Aus den Schmugglern ist eine bunte Horde Street-Art-Aktivistinnen und -Aktivisten geworden (Kostüme: Angela C. Schuett), die Soldaten sind Polizisten in der schwarzen Kluft, mit der üblicherweise Demos aufgelöst werden. Die Zigarettenarbeiterinnen entsteigen dem Bühnenboden in hellblauen Plastikoveralls, seit der Serie "Breaking Bad" untrüglicher Hinweis auf ein Crystal-Meth-Labor. Und für die Schlussszene trägt Carmen ein Kleid, dass sehr an Lady Gagas Outfit zur Vereidigung von Joe Biden erinnert – Zeichen, dass die Subkultur es bis in die vorderste Reihe des Establishments geschafft hat?
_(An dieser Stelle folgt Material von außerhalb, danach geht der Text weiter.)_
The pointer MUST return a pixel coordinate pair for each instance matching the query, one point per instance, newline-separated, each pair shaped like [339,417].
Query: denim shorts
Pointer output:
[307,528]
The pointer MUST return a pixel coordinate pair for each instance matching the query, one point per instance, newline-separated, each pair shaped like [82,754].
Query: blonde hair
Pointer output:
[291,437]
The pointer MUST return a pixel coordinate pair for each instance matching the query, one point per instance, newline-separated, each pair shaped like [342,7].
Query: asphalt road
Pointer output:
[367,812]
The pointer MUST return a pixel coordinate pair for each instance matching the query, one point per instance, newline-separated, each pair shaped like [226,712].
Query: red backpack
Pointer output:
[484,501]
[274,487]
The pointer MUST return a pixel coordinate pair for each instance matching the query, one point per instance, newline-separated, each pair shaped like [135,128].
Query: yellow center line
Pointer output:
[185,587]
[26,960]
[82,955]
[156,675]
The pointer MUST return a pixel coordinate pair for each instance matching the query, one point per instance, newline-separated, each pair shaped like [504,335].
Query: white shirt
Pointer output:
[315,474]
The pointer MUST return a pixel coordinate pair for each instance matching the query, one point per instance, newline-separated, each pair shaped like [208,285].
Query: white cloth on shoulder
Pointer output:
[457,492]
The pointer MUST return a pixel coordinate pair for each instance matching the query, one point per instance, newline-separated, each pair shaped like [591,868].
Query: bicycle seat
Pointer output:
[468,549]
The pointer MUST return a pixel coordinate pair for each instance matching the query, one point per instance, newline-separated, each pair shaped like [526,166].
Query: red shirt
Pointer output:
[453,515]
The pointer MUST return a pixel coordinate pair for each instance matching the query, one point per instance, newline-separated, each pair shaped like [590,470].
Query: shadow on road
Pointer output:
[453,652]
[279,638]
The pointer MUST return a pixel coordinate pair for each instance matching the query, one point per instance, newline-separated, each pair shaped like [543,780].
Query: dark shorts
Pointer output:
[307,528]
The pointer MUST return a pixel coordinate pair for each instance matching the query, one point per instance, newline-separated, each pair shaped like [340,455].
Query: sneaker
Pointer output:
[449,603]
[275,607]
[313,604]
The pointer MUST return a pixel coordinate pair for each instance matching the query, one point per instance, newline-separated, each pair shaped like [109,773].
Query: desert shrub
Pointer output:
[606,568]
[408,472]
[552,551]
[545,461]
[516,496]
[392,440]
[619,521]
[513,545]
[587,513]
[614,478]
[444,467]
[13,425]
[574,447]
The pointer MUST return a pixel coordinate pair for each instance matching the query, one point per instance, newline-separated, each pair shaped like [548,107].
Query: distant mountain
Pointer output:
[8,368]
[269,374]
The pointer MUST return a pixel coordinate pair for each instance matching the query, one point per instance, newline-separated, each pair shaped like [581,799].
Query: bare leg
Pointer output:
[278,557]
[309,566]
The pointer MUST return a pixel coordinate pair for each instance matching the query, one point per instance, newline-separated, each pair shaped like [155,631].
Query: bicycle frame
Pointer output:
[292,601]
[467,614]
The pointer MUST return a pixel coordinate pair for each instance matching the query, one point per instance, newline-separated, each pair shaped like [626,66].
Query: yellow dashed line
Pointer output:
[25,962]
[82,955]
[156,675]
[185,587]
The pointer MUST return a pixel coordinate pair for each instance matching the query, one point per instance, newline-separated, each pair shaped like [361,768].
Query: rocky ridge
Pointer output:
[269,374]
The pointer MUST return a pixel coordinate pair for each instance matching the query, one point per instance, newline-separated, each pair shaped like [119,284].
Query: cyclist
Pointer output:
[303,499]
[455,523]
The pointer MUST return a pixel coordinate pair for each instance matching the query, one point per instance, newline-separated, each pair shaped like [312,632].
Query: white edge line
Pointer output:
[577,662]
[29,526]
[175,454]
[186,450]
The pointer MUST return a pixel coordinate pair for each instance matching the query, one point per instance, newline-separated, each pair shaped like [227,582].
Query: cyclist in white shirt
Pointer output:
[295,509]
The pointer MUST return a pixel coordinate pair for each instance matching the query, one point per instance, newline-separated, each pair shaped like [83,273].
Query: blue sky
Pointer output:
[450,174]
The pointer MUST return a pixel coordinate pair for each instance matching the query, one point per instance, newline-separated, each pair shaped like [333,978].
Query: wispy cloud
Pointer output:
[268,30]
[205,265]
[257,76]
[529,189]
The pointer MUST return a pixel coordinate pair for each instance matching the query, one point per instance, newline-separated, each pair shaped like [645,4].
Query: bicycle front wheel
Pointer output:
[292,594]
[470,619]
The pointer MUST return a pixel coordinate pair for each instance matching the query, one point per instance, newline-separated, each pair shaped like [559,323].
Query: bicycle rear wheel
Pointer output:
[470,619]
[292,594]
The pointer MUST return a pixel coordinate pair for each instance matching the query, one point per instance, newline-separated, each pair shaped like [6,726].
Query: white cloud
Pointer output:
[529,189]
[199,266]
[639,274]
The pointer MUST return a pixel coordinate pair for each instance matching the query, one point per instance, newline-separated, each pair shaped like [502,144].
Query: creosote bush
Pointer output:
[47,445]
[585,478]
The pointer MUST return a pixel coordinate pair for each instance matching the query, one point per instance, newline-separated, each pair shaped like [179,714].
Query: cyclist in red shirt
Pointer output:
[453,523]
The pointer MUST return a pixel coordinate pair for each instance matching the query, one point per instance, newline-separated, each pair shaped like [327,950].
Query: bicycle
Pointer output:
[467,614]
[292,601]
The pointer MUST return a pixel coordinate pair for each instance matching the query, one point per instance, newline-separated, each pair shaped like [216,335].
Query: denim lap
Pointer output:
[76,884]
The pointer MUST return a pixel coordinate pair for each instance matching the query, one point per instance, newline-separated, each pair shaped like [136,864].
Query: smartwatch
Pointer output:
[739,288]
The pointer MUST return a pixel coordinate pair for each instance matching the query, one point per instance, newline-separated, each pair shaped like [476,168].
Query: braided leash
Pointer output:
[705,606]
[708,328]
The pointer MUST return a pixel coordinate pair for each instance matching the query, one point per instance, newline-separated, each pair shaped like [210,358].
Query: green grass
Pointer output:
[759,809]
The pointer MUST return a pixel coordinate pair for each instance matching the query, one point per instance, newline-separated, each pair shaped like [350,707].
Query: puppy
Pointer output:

Die blutrote Farbe jedenfalls spricht für sich.
Geschickt auf zwei Stunden geraffte, pausenlose Handlung
Jürgen Franz Kirner hat für Projektchor und Solisten (Gesangsstudierende oder frisch Examinierte aus drei Erdteilen) ein geometrisch klares Bühnenbild aus drei begehbaren Scheiben und einer riesigen Sonne aus Stoffdreiecken in den Schlosshof gestellt. Es strahlt Harmonie und Unbehaustheit gleichzeitig aus und ist optimaler Schauplatz für die geschickt auf zwei Stunden geraffte, pausenlose Handlung.
Das Interessante an "Carmen" ist, dass man das Geschehen nahezu beliebig verpflanzen kann – die Geschichte wird immer die einer unmöglichen Liebe bleiben. Einer Beziehung, die endet, bevor sie begonnen hat, weil zwei unvereinbare Lebensmodelle aufeinandertreffen, hier vertreten durch die Künstlerin Carmen, den Spießer Don José und Micaëla, das Bindeglied zwischen den Welten.
Carmens Anziehungskraft liegt in ihrer Überlegenheit
Und es sind auch diese drei, die aus einem sängerisch durchwegs hochklassigen Ensemble herausragen: In der Premiere am Donnerstag sang Julia Werner die Titelrolle mit klarem, warmem, tragendem Mezzo. Sie ist am besten, wenn sie sich nicht lasziv bewegen muss. Ihre Anziehungskraft besteht in der – nicht zuletzt intellektuellen – Überlegenheit ihrer Figur. Damit ist Jaesung Kims Don José (wie jeder Don José der Operngeschichte) freilich überfordert. Nicht allerdings mit der Partie, die er mit strahlendem, mehr als vielversprechendem Tenor gestaltet.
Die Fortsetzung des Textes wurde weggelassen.